MichiganDataScienceTeam/googleanalytics

Repository files navigation

googleanalytics

Running the code

  1. Clone this repo
git clone git@github.com:MichiganDataScienceTeam/googleanalytics.git

If you don't have an SSH key set up on Github, the above will not work. As a temporary solution, use the command below.

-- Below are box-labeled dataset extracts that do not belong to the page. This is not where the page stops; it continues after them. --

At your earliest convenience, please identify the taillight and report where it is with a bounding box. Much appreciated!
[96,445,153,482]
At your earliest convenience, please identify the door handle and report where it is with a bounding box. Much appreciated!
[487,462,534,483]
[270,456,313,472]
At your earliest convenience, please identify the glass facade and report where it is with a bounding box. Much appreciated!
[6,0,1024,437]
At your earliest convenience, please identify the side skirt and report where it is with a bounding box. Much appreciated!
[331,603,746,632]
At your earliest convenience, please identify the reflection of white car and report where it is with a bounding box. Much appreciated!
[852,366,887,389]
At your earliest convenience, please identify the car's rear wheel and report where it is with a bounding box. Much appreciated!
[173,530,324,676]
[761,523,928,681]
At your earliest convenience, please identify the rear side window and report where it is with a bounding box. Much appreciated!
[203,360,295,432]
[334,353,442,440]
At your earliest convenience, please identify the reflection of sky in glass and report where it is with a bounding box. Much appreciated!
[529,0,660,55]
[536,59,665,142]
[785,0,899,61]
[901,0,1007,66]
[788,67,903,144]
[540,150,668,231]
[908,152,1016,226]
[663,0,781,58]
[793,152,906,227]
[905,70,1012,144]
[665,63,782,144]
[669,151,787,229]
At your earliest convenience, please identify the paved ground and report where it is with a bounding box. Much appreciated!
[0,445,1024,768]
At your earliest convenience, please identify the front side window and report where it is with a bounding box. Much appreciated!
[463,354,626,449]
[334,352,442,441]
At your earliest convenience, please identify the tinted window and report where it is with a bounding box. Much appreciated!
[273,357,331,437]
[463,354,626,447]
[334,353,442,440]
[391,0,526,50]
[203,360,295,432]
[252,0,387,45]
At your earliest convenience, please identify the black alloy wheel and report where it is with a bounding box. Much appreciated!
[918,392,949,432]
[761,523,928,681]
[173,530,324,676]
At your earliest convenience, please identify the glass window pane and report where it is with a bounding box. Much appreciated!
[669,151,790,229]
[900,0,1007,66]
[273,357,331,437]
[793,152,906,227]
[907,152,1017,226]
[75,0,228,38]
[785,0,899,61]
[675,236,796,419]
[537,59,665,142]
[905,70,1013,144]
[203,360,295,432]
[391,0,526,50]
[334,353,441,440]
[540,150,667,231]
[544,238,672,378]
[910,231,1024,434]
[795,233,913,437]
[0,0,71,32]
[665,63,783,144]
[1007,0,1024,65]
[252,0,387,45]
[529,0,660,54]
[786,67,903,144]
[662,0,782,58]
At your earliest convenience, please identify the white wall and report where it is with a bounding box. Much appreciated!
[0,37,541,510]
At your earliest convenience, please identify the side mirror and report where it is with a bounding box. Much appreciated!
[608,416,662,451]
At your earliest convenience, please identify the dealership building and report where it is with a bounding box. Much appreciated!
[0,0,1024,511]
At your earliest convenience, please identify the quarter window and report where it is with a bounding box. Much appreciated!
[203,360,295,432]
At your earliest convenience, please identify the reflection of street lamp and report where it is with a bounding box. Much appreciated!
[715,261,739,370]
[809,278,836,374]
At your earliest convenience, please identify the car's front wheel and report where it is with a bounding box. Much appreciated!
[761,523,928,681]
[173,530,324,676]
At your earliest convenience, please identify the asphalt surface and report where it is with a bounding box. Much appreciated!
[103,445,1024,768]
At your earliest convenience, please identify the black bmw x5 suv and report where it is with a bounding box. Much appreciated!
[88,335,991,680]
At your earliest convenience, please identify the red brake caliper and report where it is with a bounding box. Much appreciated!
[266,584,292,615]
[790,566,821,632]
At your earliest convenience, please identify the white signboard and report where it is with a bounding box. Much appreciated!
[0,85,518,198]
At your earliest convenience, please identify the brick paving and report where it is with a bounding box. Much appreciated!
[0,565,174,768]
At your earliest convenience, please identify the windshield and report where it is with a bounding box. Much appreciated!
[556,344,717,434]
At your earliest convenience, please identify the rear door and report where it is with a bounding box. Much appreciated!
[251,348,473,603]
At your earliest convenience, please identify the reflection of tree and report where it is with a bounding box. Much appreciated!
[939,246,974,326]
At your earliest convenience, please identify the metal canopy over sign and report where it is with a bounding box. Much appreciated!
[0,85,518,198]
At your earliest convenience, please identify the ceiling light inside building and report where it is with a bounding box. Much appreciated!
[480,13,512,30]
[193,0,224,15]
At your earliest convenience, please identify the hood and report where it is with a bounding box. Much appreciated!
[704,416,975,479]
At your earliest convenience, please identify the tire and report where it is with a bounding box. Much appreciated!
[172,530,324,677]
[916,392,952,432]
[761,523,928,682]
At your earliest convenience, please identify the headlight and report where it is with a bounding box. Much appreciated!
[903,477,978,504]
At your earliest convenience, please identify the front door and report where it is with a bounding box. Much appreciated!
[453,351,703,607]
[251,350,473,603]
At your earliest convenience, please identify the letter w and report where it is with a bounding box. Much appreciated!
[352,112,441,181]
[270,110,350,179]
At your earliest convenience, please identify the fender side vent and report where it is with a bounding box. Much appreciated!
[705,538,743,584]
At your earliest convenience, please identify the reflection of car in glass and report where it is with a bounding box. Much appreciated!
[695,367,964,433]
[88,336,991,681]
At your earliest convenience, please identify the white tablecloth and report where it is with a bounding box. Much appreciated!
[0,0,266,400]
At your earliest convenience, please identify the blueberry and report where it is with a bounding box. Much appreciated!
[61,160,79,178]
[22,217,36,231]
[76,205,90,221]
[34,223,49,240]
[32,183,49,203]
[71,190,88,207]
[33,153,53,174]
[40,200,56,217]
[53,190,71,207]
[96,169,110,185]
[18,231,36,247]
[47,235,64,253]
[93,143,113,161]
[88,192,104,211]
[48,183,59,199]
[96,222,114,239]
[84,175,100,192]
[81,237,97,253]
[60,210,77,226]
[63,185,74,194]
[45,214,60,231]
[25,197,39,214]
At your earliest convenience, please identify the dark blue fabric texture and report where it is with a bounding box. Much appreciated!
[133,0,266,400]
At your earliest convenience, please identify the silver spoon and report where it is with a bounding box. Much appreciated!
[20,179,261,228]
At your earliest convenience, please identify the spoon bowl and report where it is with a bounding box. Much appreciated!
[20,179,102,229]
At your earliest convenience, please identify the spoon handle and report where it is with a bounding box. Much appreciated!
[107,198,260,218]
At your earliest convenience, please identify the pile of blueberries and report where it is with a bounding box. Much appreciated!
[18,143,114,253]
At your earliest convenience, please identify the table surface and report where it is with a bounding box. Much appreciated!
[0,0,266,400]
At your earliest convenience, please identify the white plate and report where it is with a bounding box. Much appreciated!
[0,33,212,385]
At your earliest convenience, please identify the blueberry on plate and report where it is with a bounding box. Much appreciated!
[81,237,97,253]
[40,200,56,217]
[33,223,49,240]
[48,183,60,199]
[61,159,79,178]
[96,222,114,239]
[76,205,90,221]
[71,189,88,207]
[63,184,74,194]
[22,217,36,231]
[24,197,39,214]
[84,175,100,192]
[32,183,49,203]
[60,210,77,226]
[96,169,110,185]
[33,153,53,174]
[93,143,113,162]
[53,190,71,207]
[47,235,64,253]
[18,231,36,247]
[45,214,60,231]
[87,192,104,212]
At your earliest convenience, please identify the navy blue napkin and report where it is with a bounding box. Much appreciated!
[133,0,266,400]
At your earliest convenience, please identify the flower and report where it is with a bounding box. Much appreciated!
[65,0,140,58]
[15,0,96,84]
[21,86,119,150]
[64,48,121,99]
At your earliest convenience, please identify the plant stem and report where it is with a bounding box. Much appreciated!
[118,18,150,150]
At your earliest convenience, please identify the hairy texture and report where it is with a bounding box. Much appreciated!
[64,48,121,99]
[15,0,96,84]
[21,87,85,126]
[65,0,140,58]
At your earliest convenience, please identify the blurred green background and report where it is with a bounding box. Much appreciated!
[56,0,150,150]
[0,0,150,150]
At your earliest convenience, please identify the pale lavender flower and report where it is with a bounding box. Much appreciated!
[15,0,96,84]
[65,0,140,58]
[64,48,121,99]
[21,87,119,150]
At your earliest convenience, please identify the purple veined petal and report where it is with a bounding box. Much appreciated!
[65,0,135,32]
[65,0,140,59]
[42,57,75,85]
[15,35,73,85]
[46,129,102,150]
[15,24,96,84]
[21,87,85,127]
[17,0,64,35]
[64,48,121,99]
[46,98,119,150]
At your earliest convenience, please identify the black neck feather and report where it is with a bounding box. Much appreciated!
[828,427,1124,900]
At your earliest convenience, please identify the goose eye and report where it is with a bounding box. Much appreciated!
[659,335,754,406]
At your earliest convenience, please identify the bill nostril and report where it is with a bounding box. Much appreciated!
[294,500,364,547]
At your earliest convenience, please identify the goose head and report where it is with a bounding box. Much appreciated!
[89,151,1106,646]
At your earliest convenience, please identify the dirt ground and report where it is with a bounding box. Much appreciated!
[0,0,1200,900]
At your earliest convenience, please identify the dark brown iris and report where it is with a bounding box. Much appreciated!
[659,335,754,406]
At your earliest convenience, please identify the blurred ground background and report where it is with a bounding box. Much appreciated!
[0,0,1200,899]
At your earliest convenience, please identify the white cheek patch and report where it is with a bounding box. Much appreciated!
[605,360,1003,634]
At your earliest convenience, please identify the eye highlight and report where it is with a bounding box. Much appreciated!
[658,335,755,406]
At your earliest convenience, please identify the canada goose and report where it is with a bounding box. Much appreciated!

git clone https://github.com/MichiganDataScienceTeam/googleanalytics.git
  1. Download the data from Google Drive and place it in ./data

  2. Unzip the data and make sure they have read permissions

cd data
unzip train.csv.zip
unzip test.csv.zip
unzip sample_submission.csv.zip
chmod +r train.csv test.csv sample_submission.csv
cd ..
  1. Create a virtualenv named env so that you can prevent version conflicts (this will likely solve any package installation issues you have.)
sudo pip install virtualenv
python -m virtualenv env
  1. Activate/go into the virtualenv
source env/bin/activate
  1. Install the required packages.
pip install -r requirements.txt
  1. Process the train/val split.
python split_train_valid.py
  1. Make sure the dataset is in the correct place and run the exploration code. Note: removing the --debug flag will cause the full dataset to be loaded, which may take a long time on your machine.
python dataset.py --debug
python explore.py --debug

Contributing

  1. Create an account on Github and add an SSH key to your account
  2. Ask @stroud on slack to join the MDST Organization
  3. Assign yourself to an issue
  4. Create a branch and write your code
  5. Submit a pull request when you are done!